For thousands of years, humans have used the behaviour of birds to forecast the weather. But are any of these predictions grounded in reality? Or are they simply old wives’ tales that should be confined to almanacs and collections of folklore.
Little scientific research has been undertaken to find out, but in recent years a couple of small studies have found that birds may indeed be able to predict storms.
In 2014 a team from the University of California discovered quite by accident that a group of golden-winged warblers fled their US breeding grounds in the Cumberland Mountains, north-eastern Tennessee, well in advance of devastating supercell storms that would spawn at least 84 recorded tornadoes and kill 35 people.
The researchers were testing wither the tiny songbirds would be able to fly with geolocators attached to their backs. The birds had only just returned from their wintering grounds in South America when they took off again in an unplanned migration to avoid the massive storm which arrived 24 hours later.
Interestingly they appeared to act independently of each other with one bird making its way to Cuba. Others flew to Florida’s Gulf Coast, but all the birds not only detected the storm but also knew where to fly to avoid it. They either travelled southeast in front of the storm, and then let it go by, or they moved behind it. And this was despite having just completed a migration of more than 2,500 km.
They began the evacuation when the tornadoes were still 900 km away and while weather conditions in the mountains of Tennessee were normal for the time of year with no apparent changes in atmospheric pressure, or temperature and wind speed.
After the storm had blown over, the golden-winged warblers returned to their breeding grounds where the researchers recaptured them. The geolocators indicated that they had flown at least 1,500 km in total.
About a decade earlier, a marbled godwit fitted with a satellite transmitter, made its usual migration from Alberta to Baja California for the winter where it stayed for several weeks. Just before the arrival of Hurricane John, which caused extensive damage across much of the Pacific coast of Mexico, the bird flew to Texas and back, apparently to avoid the storm.

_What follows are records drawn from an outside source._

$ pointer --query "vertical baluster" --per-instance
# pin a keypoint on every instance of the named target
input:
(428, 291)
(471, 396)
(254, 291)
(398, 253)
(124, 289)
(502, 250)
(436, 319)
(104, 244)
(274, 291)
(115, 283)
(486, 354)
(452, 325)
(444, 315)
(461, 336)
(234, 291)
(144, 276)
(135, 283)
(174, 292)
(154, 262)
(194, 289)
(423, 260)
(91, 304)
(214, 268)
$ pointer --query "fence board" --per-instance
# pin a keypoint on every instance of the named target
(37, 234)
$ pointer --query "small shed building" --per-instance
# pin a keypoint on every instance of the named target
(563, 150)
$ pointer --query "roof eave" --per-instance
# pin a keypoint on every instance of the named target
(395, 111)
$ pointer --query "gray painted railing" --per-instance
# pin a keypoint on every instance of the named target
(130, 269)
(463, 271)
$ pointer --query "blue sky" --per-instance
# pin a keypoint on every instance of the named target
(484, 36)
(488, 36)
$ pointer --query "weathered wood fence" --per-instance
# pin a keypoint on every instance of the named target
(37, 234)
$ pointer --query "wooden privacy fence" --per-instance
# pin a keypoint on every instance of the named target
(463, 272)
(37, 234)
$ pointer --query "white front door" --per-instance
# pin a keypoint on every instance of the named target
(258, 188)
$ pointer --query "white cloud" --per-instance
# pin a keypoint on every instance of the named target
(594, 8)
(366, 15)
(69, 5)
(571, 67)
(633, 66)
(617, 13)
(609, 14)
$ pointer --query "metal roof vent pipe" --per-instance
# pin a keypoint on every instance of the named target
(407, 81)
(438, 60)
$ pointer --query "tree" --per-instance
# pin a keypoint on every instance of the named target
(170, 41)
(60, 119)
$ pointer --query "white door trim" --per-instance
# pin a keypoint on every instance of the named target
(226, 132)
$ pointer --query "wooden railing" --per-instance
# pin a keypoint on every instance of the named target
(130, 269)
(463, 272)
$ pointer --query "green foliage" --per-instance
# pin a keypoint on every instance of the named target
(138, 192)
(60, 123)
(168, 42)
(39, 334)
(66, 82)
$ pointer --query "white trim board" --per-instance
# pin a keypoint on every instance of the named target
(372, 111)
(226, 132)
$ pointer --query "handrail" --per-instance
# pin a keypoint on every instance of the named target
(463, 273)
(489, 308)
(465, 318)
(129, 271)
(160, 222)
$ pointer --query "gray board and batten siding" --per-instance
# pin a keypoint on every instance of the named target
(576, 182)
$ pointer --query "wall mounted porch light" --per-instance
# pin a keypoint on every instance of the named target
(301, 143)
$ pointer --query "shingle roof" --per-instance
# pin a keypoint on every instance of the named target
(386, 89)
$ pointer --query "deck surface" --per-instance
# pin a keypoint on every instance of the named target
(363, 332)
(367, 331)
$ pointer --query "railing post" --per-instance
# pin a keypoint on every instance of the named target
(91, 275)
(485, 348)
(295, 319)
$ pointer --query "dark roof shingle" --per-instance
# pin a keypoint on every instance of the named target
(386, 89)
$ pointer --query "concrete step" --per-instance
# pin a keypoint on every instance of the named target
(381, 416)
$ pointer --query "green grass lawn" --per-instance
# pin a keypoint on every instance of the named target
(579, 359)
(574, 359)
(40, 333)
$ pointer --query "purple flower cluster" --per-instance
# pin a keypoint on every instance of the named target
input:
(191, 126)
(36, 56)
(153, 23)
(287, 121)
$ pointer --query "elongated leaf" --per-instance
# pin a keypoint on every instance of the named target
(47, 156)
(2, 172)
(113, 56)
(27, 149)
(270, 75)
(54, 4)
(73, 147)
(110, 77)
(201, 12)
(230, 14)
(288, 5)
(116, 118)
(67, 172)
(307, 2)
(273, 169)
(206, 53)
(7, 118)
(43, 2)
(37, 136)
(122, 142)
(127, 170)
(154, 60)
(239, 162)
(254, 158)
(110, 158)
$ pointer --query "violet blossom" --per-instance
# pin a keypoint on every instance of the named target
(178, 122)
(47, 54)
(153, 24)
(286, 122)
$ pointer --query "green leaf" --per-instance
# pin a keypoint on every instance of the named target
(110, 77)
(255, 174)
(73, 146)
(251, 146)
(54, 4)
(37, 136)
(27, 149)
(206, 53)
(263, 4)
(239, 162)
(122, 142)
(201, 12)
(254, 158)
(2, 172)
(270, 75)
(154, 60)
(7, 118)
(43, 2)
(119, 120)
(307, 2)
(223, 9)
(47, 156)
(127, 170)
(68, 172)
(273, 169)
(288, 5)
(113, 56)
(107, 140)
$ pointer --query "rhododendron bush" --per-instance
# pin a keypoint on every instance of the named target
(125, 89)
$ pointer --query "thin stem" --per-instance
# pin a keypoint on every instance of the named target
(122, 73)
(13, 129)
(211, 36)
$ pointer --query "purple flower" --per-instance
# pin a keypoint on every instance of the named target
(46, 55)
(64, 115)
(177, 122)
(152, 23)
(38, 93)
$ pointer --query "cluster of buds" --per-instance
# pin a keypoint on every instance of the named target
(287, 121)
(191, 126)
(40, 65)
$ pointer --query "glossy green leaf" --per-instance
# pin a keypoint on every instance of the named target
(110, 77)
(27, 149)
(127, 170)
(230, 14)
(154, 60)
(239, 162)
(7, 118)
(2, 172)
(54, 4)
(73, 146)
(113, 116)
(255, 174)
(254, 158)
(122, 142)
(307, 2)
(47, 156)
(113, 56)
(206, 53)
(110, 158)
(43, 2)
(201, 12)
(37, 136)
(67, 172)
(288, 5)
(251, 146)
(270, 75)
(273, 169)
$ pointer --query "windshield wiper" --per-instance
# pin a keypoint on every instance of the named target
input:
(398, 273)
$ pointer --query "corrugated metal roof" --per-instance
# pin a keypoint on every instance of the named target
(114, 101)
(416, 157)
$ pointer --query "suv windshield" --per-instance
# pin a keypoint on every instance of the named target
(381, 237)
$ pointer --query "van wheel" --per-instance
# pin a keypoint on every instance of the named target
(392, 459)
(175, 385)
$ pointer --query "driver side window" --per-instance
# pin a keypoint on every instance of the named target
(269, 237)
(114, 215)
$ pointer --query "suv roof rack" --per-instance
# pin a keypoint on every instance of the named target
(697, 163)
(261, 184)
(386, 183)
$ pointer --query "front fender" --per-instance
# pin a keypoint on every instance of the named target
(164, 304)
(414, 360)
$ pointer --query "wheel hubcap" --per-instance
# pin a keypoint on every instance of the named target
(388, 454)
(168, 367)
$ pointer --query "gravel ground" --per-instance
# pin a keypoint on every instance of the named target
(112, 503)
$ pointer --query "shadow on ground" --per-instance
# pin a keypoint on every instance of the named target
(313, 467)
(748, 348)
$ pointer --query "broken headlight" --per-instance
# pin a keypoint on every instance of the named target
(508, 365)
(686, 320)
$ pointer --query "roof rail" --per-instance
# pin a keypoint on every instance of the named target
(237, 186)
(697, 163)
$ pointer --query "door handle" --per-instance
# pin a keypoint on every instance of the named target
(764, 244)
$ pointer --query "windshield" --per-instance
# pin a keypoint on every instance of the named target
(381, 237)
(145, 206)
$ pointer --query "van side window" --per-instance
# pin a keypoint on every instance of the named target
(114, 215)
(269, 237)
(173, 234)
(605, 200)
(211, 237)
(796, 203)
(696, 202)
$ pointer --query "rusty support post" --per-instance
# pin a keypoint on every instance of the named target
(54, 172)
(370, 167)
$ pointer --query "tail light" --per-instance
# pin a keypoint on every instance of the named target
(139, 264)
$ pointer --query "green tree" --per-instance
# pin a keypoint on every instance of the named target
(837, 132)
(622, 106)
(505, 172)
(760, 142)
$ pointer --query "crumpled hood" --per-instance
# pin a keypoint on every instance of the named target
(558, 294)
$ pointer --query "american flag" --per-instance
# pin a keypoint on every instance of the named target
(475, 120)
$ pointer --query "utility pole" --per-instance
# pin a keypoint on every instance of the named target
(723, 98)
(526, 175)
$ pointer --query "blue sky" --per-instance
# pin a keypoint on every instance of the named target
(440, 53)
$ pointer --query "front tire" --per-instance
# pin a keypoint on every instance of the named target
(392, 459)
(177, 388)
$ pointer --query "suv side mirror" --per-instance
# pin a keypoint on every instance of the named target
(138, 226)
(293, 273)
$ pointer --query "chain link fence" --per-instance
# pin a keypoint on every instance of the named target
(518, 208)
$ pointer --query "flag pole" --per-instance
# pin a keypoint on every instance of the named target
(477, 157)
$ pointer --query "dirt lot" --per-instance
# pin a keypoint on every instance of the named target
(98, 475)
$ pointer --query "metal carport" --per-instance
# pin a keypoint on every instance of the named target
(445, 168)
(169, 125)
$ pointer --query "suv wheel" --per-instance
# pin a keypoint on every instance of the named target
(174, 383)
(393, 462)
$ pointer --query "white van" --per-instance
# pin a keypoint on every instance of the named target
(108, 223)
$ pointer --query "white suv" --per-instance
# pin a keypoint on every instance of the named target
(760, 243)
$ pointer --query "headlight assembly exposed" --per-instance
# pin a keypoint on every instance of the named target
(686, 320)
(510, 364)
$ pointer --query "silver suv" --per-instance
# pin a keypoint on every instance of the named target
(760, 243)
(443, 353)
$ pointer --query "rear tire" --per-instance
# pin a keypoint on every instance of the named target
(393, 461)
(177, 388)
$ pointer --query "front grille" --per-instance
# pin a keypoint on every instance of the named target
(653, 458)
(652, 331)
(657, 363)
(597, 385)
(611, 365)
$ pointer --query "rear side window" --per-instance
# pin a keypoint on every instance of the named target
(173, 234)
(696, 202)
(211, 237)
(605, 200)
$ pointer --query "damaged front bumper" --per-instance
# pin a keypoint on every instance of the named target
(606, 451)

The report was published in the ornithology journal, North American Birds, and included the observation, “As almost nothing is known about individual birds’ responses to approaching tropical cyclones, this bit of information is most intriguing.”
A further study in 2018 showed that birds may have an even more remarkable weather-forecasting ability, and that they are able to predict storms not just days, but months in advance.
Dr. Christopher Heckscher at Delaware State University had been studying veeries, a small species of North American thrush, for 20 years. He had been collecting data to find out how the bird’s nesting habits correlate to the severity of hurricane seasons.
Veeries nest in forests in the north of the United States and southern Canada and spend their winters in the Amazon region in South America. During their migration they must contend with the storms around the Atlantic Ocean and Gulf of Mexico.
Veeries tend to produce just one successful brood a year with early nests often failing due to predation or bad weather. They’ll continue trying until they are able to hatch chicks or if it gets too late in the season they’ll stop altogether, moult into fresh feathers, and leave their breeding grounds for the winter.
Dr. Heckscher found that in the years that had a more severe hurricane season, the veeries nesting in Delaware ended their breeding season and completed their annual moult early so they could set off on their migration south earlier and avoid the worst of the storms.
He admits that the dataset of just a few pairs a year of one species of bird is small, but the data covers many years, and the correlation is statistically strong. And although, he does not know how the birds are able to predict hurricanes so far in advance he thinks they may be aware of precipitation patterns linked to the El Niño and La Niña cycles that have an impact on hurricane activity.
In 2018 Dr. Heckscher made a prediction based on the veeries’ behaviour that the hurricane season of that year would be stronger than average with an accumulated cyclone energy (ACE) which measures the intensity of the storms of between 70 and 150. Meteorologists predicted a below-average season with an ACE of between 60 and 130.
The actual ACE for the season was 129, right in the middle of the birds’ and Dr. Heckscher’s forecast.
As for the golden-winged warblers, again scientists aren’t certain how the birds could sense there was a storm coming, but they think that the birds were able to pick up infrasound associated with severe weather.
Infrasound is sound below 20 Hz, which is well below the level of the range of human hearing, and is what elephants and whales use for communication. There is evidence that birds use infrasound to help them navigate and so it is not beyond the realms of possibility that they also use signals from infrasound to understand when bad weather is coming their way.